I am so grateful for how supportive my friends and family have been since I first made the decision to train a service animal for myself. However, the journey has been exacting and there are always comments wherever we go which is expected. Although something I did not anticipate was the lack of understanding from the people I encounter daily in public. I have heard the phrases: "You look perfectly fine to me. What's wrong with you that requires having a service dog?" And "If I put a vest on my dog, will they know he's not really a service dog?" And the worst possible one: "Wow, where can I go register my dog?!" Not only is it disrespectful to ask someone why they need a service animal, but why is it anyone else's business?

Fundamentally, the question being asked is what my illness is and I'm not so sure anyone would want to publicly talk about their personal life, especially their illness, their daily challenge. People comment on my Instagram/Facebook photos or run into me and Saxon somewhere local and I do not think it is peculiar if I am not willing to disclose what is "wrong with me," as they ask verbatim. Next, in all probability, businesses will not be able to identify if a working dog is qualified but they will proceed to assume so if he/she is wearing a "service dog" vest. Sure, it sounds fun to take your pet dog out places but -- do you realize the harm you could be doing for people who have real service animals? When your un-qualified dog misbehaves in public while wearing that fake vest, it makes businesses more hesitant to allow real service animals that come in to help people with real life challenges and chronic illnesses.

Do not be egocentric, or selfish, and make it more common for real service dogs to experience public access issues only because you enjoy taking your dog out in public and he/she misbehaved. Lastly, I did not go "register" Saxon to be my service dog. Having a service animal or ESA (Emotional Support Animal: public access is NOT permitted) is something that is generally recommended by a doctor. I have also been asked: "So I can just go to the doctor, tell them I have depression, PTSD or something else wrong with me and they will prescribe me an ESA?" INCORRECT. The doctor must have been treating your medical issue for a prolonged period of time. It would be extremely ignorant to fake a condition when people struggle daily with these conditions and you're negligently throwing words around like "depression" and "anxiety," when you have never had to deal with the horrors that people with those invisible illnesses undergo every day. I want people to realize how much time and determination it took to be able to get Saxon where he is now and to be able to learn the skills that are required by the ADA laws.

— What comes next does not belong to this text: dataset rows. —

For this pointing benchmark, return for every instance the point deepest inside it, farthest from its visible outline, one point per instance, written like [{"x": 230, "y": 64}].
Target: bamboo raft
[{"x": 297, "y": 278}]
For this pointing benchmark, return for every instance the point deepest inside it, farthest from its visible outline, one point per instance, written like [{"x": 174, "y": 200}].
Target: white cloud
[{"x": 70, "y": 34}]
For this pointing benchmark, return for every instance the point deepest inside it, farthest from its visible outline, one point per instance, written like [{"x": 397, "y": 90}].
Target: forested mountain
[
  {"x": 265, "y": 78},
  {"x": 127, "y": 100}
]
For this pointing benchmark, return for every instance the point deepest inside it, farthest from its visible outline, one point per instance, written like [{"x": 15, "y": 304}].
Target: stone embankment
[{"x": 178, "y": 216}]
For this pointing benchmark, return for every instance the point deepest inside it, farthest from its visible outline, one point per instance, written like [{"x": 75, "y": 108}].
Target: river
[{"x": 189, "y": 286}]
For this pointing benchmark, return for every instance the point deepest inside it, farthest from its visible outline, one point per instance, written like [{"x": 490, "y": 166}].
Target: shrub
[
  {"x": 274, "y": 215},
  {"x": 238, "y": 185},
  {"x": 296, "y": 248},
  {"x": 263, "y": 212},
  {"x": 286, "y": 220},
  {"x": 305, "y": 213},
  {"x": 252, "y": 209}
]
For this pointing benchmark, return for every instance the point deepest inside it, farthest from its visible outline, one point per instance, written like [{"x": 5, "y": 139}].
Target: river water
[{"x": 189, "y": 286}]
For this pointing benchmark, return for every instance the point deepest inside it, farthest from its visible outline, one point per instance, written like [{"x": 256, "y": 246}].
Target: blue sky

However, it is hard to explain this matter that I am so passionate about to every person who comments such ridiculous phrases or asks these absurd questions. I know people see photos on my social media that make it look easy or fun to train a service dog. I will not deny that this experience has been enlightening as he is my first dog, rewarding to know his progress is because of me and thrilling when we work on a task for weeks and Saxon finally begins to do it himself. For all the people who have already informed me that you're trying to transform your dog into a working dog: I hope you realize that between all those photos Saxon and I are posting on social media, I'm making sure he stays hydrated in the Florida heat; I'm constantly making sure the pavement he walks on is not burning his paws, always finding a service animal dog walk in public places and tending to his needs at all times. Without him being happy, healthy and hydrated, he can not assure the same for me. With that being said, I also have a sense of yearning for people to realize that having a service animal does not mean they will have a cute little friend to take everywhere as their accessory; It is so much more than that.

If you can commit to these responsibilities, awesome! A numerous amount of people have already told me they're "certifying" their dogs and all for the wrong reasons such as: being able to take the dog on a plane for free, to theme parks, to their apartment who restricts their dog's breed, etc. This is a vast decision for both you and your prospect. Such a significant decision should not be decided because it would benefit you in the wrong ways - anything other than mental/physical health issues. Service animals are not a trend, but they are superheros in disguise to those who need them most.Me and Saxon at Quest Diagnostics, where I was getting blood drawn.